Während in vielen arabischen Staaten der Feminismus ein von oben angeordneter Staatsfeminismus war – Diktatoren und ihre Ehegattinnen bestimmten, wie viel Frauenrechte ihre Gesellschaft verträgt –, haben sich – beispielsweise in Tunesien – Frauen sehr früh gegen diese „paternalistische Bevormundung“ gewehrt und mit der Gründung der AFTD (Association de Femmes Tunisiennes Démocrates) bewiesen, dass Frauen am besten selbst für ihre Rechte eintreten.

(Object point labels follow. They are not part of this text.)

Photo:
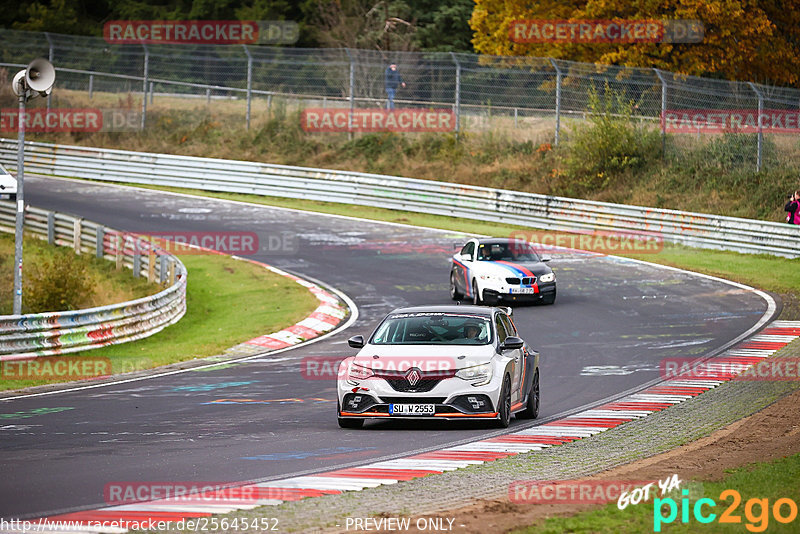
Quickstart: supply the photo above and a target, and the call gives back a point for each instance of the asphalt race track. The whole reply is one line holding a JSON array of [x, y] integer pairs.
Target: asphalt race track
[[612, 324]]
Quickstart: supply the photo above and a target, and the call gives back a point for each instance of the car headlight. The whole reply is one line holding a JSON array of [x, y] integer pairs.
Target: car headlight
[[477, 374], [358, 372]]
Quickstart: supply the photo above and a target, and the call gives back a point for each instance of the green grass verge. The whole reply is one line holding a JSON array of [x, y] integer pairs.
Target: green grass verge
[[228, 302], [770, 273], [770, 481], [54, 277]]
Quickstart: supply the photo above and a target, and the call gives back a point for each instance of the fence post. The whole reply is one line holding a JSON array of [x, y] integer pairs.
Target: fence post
[[663, 113], [100, 234], [558, 101], [144, 83], [50, 56], [458, 92], [352, 94], [51, 228], [249, 84], [760, 130]]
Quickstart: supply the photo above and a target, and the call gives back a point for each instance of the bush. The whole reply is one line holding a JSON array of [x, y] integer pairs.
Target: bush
[[58, 283], [609, 145]]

Die Tunesierinnen schätzen die Meilensteine, welche Gründervater Habib Bourguiba nach der Gründung der Republik Tunesiens 1957 mit der Abschaffung der Polygamie, des ehelichen Verstoßes, der Zwangsehe, des männlichen Vormundes, der Einführung der Zivilehe und der Anhebung des Heiratsalters, für die Frauen gesetzt hatte. Familienplanung und kostenlose Pille folgten in den 1960er-Jahren. Die Grundsteine dieser stark von der tunesischen Gewerkschaftsbewegung beeinflussten Frauenpolitik haben Männer gelegt, die überzeugt waren, dass es ohne die Befreiung der Frau keinen Fortschritt in der Gesellschaft geben kann. Trotzdem demonstrierten Tunesierinnen bereits seit den 1970er-Jahren für die Bildung von demokratischen und unabhängigen Frauenbewegungen. Diese Bewegungen wurden zensuriert und hatten sehr lange wenig Aktionsradius in der tunesischen Gesellschaft. Nach dem Sturz Ben Alis haben die Moslembrüder in freien Wahlen einen Wahlsieg errungen. Die Frauen sahen sich plötzlich mit einer öffentlichen Infragestellung von für selbstverständlich gehaltenen Errungenschaften konfrontiert.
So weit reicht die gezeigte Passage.